Peki bu zulüm, bu karanlık karşısında sessiz mi kalacağız?

Tabiî ki hayır!

Yiğit, cesur, devrimci kadınların insanlık tarihi boyunca verdikleri kararlı mücadeleler, bugün biz Gerçek Devrimci kadınların yolunu aydınlatmaya devam ediyor!

Dominik’te Mirabal Kardeşlerin, ülkemizde Kuvvacı kadınlarımız olan Tayyar Rahmiye, Şerife Bacı, Kara Fatma’nın, Türkiye Devrimi’nin Önderi Hikmet Kıvılcımlı’nın Annesi Münire Kıvılcımlı’nın ve nice yiğit kadınlarımızın mücadelesi bugün bize ışık tutuyor!

Bizler, HKP’li İkinci Kurtuluş Savaşçısı Kadınlar; Kadın Sorununun sınıfsal bir sorun olduğunu biliyoruz. Burjuva ideolojisi olan Feminizmle ve onun dayattığı erkek düşmanlığı ile bu sorunun çözülemeyeceğini de biliyoruz.

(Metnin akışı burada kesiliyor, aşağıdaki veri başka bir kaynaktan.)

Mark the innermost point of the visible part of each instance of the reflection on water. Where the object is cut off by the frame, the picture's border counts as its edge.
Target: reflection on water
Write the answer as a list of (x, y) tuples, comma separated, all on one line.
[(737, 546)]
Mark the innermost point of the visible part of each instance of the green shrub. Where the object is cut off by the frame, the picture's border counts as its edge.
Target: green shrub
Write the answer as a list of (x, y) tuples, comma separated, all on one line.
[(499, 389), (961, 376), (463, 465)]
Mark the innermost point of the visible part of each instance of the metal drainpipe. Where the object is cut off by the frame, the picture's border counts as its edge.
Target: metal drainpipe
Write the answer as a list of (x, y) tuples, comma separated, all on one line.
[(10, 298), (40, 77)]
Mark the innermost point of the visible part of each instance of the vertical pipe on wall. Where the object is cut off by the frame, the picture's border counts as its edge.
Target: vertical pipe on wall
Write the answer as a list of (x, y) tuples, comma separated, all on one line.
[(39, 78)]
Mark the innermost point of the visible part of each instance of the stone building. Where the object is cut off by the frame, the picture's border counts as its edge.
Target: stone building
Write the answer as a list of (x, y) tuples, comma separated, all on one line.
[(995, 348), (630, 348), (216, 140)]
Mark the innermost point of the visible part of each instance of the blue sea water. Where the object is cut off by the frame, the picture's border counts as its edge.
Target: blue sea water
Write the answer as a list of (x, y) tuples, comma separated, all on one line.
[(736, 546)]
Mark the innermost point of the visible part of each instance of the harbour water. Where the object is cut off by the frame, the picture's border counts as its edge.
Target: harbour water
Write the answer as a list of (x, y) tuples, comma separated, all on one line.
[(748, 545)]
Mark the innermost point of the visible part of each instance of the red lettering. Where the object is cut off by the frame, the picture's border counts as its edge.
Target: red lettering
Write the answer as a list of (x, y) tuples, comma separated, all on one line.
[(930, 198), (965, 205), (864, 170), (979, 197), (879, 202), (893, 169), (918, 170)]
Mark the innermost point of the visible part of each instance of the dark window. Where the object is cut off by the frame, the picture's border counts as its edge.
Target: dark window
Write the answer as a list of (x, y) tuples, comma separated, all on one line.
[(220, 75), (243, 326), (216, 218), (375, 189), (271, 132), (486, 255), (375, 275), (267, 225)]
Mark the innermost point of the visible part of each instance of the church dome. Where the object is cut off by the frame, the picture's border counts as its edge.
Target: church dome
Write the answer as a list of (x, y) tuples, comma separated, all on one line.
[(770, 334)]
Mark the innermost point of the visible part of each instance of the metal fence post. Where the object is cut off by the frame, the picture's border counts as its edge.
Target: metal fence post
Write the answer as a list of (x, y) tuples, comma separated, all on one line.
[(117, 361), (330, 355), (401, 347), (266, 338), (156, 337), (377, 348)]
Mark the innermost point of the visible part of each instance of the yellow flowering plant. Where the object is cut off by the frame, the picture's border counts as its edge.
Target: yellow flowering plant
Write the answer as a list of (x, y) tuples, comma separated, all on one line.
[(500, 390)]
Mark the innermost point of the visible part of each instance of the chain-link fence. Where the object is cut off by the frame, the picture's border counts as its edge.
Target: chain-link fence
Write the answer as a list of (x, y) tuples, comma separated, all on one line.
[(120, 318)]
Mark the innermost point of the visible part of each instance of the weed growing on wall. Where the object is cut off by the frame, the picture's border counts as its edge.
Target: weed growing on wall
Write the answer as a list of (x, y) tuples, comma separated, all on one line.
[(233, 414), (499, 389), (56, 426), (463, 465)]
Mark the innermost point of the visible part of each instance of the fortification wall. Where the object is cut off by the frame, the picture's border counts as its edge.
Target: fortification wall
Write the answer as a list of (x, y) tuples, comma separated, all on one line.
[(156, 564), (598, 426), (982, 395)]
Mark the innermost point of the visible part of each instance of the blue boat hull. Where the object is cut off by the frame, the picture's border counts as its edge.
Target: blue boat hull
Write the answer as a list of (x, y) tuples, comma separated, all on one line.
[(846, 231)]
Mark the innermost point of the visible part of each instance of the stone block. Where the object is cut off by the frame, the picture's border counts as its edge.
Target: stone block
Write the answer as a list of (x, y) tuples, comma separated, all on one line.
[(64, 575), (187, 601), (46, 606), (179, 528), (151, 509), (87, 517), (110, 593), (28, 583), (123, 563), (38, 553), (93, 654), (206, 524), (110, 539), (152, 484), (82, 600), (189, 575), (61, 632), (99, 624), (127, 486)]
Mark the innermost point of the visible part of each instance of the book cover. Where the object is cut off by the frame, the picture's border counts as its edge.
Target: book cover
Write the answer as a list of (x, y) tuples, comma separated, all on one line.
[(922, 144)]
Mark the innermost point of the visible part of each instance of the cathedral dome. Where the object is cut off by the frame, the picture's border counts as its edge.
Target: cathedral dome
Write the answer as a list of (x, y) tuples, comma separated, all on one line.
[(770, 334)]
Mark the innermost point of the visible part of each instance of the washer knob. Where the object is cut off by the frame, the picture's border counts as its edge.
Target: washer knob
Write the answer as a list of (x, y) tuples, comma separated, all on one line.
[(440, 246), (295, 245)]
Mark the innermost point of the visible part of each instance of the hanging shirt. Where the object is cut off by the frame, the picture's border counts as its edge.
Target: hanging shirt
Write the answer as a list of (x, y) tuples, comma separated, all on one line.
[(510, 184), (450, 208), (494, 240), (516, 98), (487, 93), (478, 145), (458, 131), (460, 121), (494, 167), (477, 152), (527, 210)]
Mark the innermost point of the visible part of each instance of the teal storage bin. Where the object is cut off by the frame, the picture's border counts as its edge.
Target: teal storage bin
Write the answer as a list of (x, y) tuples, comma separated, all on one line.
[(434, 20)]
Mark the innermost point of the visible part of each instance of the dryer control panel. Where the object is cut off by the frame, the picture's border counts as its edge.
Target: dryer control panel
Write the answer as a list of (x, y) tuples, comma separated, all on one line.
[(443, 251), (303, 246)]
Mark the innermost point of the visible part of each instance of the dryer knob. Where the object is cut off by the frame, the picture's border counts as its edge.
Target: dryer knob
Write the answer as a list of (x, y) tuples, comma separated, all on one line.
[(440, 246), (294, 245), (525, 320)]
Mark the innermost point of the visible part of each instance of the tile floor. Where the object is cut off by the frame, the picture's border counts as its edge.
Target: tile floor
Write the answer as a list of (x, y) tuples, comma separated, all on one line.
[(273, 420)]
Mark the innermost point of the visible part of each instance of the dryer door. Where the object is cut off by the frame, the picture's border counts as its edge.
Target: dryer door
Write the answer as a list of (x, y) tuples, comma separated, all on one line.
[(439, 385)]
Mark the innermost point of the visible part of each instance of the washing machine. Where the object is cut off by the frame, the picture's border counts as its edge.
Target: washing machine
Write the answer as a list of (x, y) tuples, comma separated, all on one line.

Her zaman söylediğimiz gibi Kadının Kurtuluşu, İşçi Sınıfının Kurtuluşundan bağımsız değildir. Modern Toplumun en devrimci sınıfı olan İşçi Sınıfı, kendisiyle birlikte tüm insanlığı da kurtaracaktır. Bu sürecin en büyük aşaması ise Sosyalizmin ülkemizde ve tüm dünyada zafer kazanmasıdır.

Bizler, Kurtuluş Partili Kadınlar olarak insanlığın ve kadınların kurtuluşu için mücadele ediyoruz, etmeye devam edeceğiz.

Yaşasın Mirabal Kardeşlerin Haklı ve Onurlu Mücadelesi!

Kadının Kurtuluşu Ne Şeriatta Ne Feminizmde; Kadının Kurtuluşu Sosyalizmde!

Kadın-Erkek El Ele, Kurtuluş Partisi’ne!